The evident appeal of Beauchamp and Childress’ principled approach to freedom in the doctor–patient relationship lies in its apparent logical straightforwardness. Such an approach is, however, doomed to work differently in practice than it does in theory because it fails to take into account the fundamental ambiguity that underlies mature relationships: that they must exist as a dialectic of two freedoms and not the subjugation of one will by another. What really matters, for good medicine and good autonomy, is not the question of who holds power but the question of how to foster what the British Medical Association has called “trust and reciprocity” between doctor and patient (English et al., 2004, 43). This understanding preliminarily suggests that a richer autonomy account cannot take the form of a simple, top-down, ethical principle. Most basically, a richer account of autonomy recognizes that autonomy is reciprocal and therefore that patient autonomy only exists through and dependent on the doctor’s free choice. To again quote Bauckham: “There is no human independence that is not rooted in a deeper dependence” (2002, 42).

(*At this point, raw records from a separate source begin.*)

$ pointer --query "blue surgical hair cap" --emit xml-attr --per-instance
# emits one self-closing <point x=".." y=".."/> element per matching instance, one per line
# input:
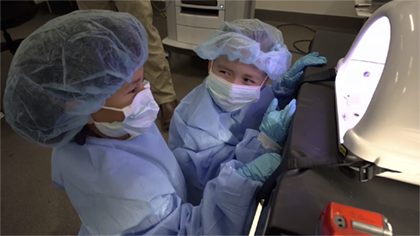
<point x="251" y="42"/>
<point x="65" y="70"/>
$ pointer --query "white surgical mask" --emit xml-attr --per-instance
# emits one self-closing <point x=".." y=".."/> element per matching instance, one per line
<point x="231" y="97"/>
<point x="139" y="116"/>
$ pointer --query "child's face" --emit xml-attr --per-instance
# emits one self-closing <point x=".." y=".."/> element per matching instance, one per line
<point x="236" y="72"/>
<point x="120" y="99"/>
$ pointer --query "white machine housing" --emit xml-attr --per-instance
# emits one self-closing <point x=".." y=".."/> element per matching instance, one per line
<point x="190" y="22"/>
<point x="377" y="92"/>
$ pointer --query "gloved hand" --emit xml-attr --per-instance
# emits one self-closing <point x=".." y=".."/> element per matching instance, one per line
<point x="291" y="78"/>
<point x="261" y="168"/>
<point x="275" y="123"/>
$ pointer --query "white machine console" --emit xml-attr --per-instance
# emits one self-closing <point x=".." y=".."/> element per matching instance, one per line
<point x="377" y="92"/>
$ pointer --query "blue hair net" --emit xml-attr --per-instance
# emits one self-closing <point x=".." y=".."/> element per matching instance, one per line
<point x="252" y="42"/>
<point x="64" y="71"/>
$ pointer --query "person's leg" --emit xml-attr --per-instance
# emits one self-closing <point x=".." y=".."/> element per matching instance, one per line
<point x="98" y="4"/>
<point x="156" y="68"/>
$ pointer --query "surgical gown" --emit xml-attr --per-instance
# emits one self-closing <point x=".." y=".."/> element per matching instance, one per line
<point x="136" y="187"/>
<point x="202" y="136"/>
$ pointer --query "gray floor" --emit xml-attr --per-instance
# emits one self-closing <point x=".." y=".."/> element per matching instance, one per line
<point x="30" y="205"/>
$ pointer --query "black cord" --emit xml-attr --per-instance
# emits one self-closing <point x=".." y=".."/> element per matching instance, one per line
<point x="296" y="52"/>
<point x="160" y="9"/>
<point x="300" y="41"/>
<point x="299" y="51"/>
<point x="290" y="24"/>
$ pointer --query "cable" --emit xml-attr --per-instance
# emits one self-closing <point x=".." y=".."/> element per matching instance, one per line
<point x="161" y="9"/>
<point x="296" y="52"/>
<point x="290" y="24"/>
<point x="300" y="41"/>
<point x="299" y="51"/>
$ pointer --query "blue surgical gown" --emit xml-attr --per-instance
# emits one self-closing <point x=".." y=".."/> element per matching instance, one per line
<point x="202" y="136"/>
<point x="136" y="187"/>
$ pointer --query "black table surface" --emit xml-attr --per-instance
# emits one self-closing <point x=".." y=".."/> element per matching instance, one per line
<point x="300" y="197"/>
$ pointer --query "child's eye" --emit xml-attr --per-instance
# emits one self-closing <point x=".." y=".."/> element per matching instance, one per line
<point x="224" y="72"/>
<point x="249" y="81"/>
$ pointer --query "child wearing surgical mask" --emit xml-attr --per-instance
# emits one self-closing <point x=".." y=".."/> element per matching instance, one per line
<point x="76" y="85"/>
<point x="233" y="114"/>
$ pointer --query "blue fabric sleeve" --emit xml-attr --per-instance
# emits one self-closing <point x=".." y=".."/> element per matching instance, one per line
<point x="199" y="165"/>
<point x="226" y="209"/>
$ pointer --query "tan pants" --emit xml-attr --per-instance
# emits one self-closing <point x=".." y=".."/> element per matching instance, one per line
<point x="156" y="68"/>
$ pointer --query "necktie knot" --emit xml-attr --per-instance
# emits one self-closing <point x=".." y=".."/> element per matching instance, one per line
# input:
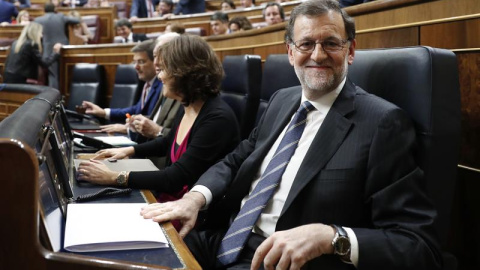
<point x="240" y="229"/>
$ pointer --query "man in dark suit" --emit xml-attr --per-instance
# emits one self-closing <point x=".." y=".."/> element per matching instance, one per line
<point x="125" y="34"/>
<point x="7" y="11"/>
<point x="54" y="31"/>
<point x="143" y="9"/>
<point x="343" y="187"/>
<point x="152" y="87"/>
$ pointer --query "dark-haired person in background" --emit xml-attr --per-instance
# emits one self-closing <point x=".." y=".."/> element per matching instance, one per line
<point x="273" y="13"/>
<point x="189" y="7"/>
<point x="327" y="180"/>
<point x="219" y="23"/>
<point x="54" y="31"/>
<point x="25" y="56"/>
<point x="123" y="27"/>
<point x="206" y="131"/>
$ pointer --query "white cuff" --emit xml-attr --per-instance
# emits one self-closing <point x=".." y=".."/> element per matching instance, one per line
<point x="353" y="246"/>
<point x="206" y="193"/>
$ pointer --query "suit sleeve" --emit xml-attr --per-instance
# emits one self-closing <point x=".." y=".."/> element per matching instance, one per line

Finally, I briefly return to where I began: the commonplace historical–philosophical sketch that purports to identify the source of the autonomy–paternalism dichotomy of the twentieth and twenty-first centuries. Critical analysis of this narrative is a vital precursor to richer dialogs that move beyond the impoverished debates within which we currently find ourselves entrenched. Is Beauchamp and Childress’ apparent assumption that the problem of paternalism was a disastrous flaw that somehow went unnoticed for 2500 years in an apparently continuous stream called “the Hippocratic tradition” convincing? Or might an alternative sketch be more helpful? What if the problem of paternalism is a corollary of Western society’s invitation to the doctor to fill the role of priest? If so, might it be that the ever-evolving autonomy principle is not merely a developing response to a properly understood problem, but rather a notion destined for self-contradiction because it misidentifies the root of the problem of paternalism: medicine’s bloated—albeit well-meaning—attempts at “biopsychosocial-spiritual” care?
Footnotes
. Jennings’ (2009) “Autonomy,” cited below, is a very helpful illustration of this general line of argument. Secker’s (1999) article, also cited, shows clearly the disparity between Kant’s own thought and how he is often used in the bioethics conversation.
. It is obvious, but still imperative to note, that these conclusions resemble and are deeply informed by Alasdair MacIntyre’s analyses of post-Enlightenment moral language as explicated in After Virtue.